Eso explica en parte que auténticos desconocidos en la distancia de Filípides como los etíopes Ayele Abshero (2.04:23, gran corredor de cross junior, pero debutante en estas lides), Yemane Tsegay (2.04:48 y dos maratones en once semanas) o Dino Sefir (vaya usted a saber de dónde sale este chico) hayan rendido mejor que atletas consagrados.

Luego están las lesiones y los intereses no olímpicos. Lesiones como la del tendón de Patrick Makau, que se ha retirado antes de los 20 kilómetros en Londres; la fiebre tifoidea de Emmanuel Mutai, que en la misma carrera se ha ido a 2.08:01; o los calambres estomacales de Geoffrey Mutai, que no acabó en la tórrida prueba de Boston. Sólo ellos y su entorno saben si alguno de esos percances significa que su cabeza, más que pelearse por una romántica plaza olímpica, estaba en los dólares que preparan Berlín, Chicago y Frankfurt (ciudad sede del Banco Central Europeo, para quien dude de sus posibles) por batir el récord mundial entre septiembre y octubre, apenas unas semanas después de los Juegos.

Así las cosas, y finalizada la participación de los favoritos para representar a Kenia en los Juegos de Londres -en Hamburgo no se esperan marcas sub 2.06-, puede afirmarse que las cosas en vez claras, están más oscuras que nunca.

Sólo la seguridad de Wilson Kipsang Kiprotich, vencedor en Londres con 2.04:44 y una ventaja de más de dos minutos, le hace merecedor incuestionable de la visa para representar a Kenia.

Kipsang ha sido avasallador en una carrera extraña donde las liebres no han llegado ni a los 20 kilómetros (59:13), momento en el que ha firmado un parcial de 14:09 para los siguientes 5.000 metros que ha hecho añicos el grupo. Inicialmente le han seguido su compatriota y doble campeón mundial Abel Kirui, y el abisinio Feyisa Lilesa. Pero en el kilómetro 33 ha dicho adiós con un nuevo cambio. La impresión visual es que Wilson no estaba tan en forma como, por ejemplo, en su victoria en Frankfurt-2011 (2.03:42), donde acabó esprintando igual que una fiera. Pero con estar al 95%, le ha bastado para masacrar al resto.
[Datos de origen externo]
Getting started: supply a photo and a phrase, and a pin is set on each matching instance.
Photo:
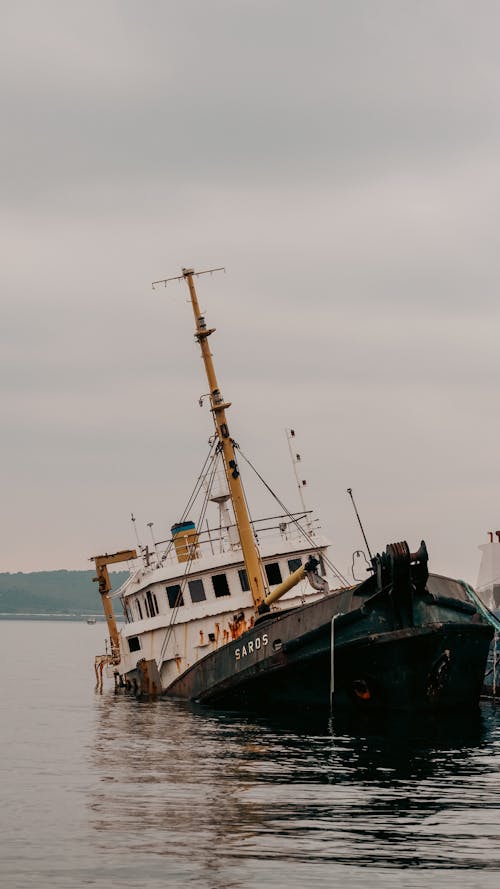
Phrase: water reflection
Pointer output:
(186, 783)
Kirui iba segundo al paso de los 40 kilómetros y ha acabado al trote. Su marca, 2.07:56, ha sido superada en el presente ejercicio por 20 kenianos. Este hombre, salvo morrocuda sorpresa, ya puede despedirse de los Juegos, y eso que es uno de los que mejor leen las pruebas oficiales. Pero habiendo tanta gente que lo ha hecho infinitamente más rápido, con qué cara el seleccionador le sube en agosto al avión con destino a Heathrow…

Para mayor tribulación de los técnicos, hay un tipo llamado Martin Lel, al que muchos daban por acabado, y que se ha subido al podio con 2.06:51 viniendo de atrás adelante.

-Ese 2.06:51 no es una gran marca -dirá alguien.

Ya. Pero Lel es un seguro de vida en las calles de Londres, que es casualmente por donde discurre la final olímpica. Allí ha ganado 3 veces y ha sido segundo otras tres. Sólo se retiró en 2010. Es, por consiguiente, un fijo en el podio año tras año, corra quien corra. Y quizá no gane. Pero encarecería las medallas con su inquietante y sigilosa presencia.

En resumen, el maratón es una prueba muy incierta, y tal vez una retirada o un desfallecimiento no son motivos excluyentes. Pero las sensaciones son importantes, y Geoffrey Mutai, Patrick Makau, Abel Kirui y Emmanuel Mutai no parecían hallarse en plenitud. Como premio de consolación les aguardan contratos pantagruélicos en otoño. Quizá entonces den el do de pecho.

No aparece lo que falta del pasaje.